Benyamin Netanyahu a entamé une visite de deux jours en France, mercredi 31 octobre. Elle est marquée par un déplacement à Toulouse, dans l'école où Mohamed Merah a tué un enseignant et trois enfants en mars. Décryptage des relations entre Israël et la France. 

Article rédigé par Fabien Magnenou - Propos recueillis par
France Télévisions
Publié Mis à jour
Temps de lecture : 6min
Le Premier ministre israélien, Benyamin Netanyahu, en visite en France mercredi 31 octobre et jeudi 1er novembre 2012, rencontre le président français. C'est sa première visite depuis l'élection de François Hollande. (MARTIN BUREAU / AFP)

PROCHE-ORIENT – Deux jours pour aborder de grands dossiers. Le Premier ministre israélien, Benyamin Netanyahu, effectue sa première visite en France depuis l'élection de François Hollande, mercredi 31 et jeudi 1er novembre.
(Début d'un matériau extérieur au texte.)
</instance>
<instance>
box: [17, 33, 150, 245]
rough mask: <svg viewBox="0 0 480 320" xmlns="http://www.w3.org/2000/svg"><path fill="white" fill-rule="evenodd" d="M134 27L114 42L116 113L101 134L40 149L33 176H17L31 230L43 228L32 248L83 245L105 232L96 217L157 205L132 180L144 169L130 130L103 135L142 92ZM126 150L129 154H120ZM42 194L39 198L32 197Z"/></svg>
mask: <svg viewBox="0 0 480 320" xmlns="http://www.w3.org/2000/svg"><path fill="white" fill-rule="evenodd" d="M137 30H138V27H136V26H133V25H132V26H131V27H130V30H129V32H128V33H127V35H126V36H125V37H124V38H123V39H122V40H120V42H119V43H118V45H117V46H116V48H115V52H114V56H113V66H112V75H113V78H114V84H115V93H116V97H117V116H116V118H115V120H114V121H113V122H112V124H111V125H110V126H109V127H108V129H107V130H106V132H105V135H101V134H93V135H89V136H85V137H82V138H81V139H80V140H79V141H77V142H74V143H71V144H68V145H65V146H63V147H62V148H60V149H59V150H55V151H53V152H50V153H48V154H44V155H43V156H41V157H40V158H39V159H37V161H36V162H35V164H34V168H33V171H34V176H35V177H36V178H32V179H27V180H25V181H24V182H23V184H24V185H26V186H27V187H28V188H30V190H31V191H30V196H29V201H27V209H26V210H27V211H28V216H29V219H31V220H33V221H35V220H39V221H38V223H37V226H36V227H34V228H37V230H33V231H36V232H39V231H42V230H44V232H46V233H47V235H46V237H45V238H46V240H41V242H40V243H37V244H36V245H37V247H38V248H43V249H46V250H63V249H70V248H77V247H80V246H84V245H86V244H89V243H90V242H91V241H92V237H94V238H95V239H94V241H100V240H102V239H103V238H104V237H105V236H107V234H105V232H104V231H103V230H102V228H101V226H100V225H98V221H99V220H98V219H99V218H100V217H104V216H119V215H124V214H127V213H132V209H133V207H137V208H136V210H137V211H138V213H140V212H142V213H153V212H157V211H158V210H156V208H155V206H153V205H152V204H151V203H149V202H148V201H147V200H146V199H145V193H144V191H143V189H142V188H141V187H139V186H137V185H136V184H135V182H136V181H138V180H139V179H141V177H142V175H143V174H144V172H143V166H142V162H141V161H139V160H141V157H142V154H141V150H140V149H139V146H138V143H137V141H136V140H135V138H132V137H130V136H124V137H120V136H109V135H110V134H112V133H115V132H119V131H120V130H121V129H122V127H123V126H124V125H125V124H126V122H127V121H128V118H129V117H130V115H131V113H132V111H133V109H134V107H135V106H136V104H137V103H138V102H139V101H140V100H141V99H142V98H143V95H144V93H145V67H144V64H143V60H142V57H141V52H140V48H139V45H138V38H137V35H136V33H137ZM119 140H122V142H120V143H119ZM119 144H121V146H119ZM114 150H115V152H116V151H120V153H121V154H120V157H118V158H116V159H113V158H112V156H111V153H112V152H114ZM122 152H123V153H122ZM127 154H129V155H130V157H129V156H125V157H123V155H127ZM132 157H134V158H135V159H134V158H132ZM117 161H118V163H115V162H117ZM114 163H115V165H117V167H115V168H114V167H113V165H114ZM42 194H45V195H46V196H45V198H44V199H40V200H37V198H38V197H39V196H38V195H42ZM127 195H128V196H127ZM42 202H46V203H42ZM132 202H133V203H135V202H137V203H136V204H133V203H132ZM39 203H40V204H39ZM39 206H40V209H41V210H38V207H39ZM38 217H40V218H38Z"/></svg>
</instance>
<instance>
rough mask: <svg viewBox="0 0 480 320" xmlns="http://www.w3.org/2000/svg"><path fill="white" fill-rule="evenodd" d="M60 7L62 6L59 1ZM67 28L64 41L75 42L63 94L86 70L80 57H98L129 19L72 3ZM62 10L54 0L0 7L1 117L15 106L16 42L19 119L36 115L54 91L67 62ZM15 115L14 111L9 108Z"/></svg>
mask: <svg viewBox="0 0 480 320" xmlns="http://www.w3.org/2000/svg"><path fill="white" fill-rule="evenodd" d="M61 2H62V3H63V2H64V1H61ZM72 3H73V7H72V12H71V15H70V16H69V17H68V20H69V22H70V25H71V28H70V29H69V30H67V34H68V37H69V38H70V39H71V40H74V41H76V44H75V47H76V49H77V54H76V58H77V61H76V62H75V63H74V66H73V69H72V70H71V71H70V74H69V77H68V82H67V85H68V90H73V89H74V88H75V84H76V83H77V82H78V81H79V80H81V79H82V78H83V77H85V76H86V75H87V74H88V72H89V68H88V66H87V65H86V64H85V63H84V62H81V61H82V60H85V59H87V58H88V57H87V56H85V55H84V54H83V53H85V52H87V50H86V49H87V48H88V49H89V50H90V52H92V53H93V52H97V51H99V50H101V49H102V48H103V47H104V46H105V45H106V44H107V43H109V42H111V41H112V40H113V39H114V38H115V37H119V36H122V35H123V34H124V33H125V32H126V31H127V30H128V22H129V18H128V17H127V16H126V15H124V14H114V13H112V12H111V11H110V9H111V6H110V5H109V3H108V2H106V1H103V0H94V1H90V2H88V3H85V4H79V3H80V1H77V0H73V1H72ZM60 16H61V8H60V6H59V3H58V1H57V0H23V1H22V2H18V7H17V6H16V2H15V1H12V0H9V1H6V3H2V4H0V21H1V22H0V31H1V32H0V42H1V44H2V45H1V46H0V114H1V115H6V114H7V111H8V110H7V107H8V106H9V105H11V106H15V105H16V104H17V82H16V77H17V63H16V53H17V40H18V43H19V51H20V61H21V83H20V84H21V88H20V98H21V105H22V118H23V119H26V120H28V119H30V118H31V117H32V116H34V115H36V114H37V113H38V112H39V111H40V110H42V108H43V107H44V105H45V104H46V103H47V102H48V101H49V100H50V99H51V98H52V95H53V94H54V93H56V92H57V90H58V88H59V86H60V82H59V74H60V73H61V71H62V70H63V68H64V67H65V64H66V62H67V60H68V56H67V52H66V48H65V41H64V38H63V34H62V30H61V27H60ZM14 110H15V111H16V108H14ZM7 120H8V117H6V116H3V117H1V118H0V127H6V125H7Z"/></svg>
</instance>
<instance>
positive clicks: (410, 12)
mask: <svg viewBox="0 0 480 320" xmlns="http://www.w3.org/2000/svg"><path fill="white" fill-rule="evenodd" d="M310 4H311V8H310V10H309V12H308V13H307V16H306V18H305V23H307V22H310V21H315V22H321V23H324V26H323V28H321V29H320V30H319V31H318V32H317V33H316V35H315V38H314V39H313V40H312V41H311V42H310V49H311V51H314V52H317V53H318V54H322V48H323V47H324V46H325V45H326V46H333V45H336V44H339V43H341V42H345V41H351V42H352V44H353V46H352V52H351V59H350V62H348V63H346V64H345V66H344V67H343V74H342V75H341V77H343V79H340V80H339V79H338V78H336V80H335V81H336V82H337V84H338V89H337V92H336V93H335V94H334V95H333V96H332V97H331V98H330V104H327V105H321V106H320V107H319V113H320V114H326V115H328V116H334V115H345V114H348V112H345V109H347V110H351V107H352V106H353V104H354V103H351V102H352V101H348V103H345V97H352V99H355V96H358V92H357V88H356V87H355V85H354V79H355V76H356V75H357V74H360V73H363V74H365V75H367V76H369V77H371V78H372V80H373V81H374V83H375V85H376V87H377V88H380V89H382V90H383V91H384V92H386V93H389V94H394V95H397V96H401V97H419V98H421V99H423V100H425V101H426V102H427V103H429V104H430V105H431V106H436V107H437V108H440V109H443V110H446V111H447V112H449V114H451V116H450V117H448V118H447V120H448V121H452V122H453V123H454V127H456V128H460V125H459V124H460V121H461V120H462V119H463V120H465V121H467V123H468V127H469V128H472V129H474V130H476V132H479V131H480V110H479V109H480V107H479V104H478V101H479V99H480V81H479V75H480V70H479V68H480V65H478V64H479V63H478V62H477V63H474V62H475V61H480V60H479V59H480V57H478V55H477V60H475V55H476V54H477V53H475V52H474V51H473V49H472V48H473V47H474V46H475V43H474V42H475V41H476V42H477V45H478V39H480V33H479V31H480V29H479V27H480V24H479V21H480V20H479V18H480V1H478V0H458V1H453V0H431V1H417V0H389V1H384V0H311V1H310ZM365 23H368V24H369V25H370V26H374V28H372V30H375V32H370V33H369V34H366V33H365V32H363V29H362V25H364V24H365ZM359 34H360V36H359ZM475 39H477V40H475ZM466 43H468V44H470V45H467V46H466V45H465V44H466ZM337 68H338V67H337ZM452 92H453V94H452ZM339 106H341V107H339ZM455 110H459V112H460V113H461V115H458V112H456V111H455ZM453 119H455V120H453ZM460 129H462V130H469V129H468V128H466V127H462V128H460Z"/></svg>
Temps fort de ce séjour, un déplacement jeudi à Toulouse (Haute-Garonne), où une cérémonie d'hommage est rendue à l'enseignant et aux trois enfants juifs de l'école Ohr Torah (anciennement Ozar Hatorah), tués le 19 mars par Mohamed Merah.

Enseignant à l'ESG Management School de Paris, Frédéric Encel a notamment écrit un Atlas géopolitique d'Israël en 2012 (éditions Autrement). Il dresse pour francetv info les enjeux de cette rencontre. 

Francetv info : Pourquoi Benyamin Netanyahu vient-il en France ?

Frédéric Encel : Les Etats-Unis sont les alliés principaux d’Israël, mais les Israéliens sont également attentifs à la position de l’Europe et notamment des grandes puissances : Grande-Bretagne, Allemagne, France. Pour le gouvernement de Benyamin Netanyahu, il est important de jauger comment François Hollande se positionne par rapport à Nicolas Sarkozy. Sous le mandat de ce dernier, la France a en effet réorienté sa politique, auparavant pro-arabe.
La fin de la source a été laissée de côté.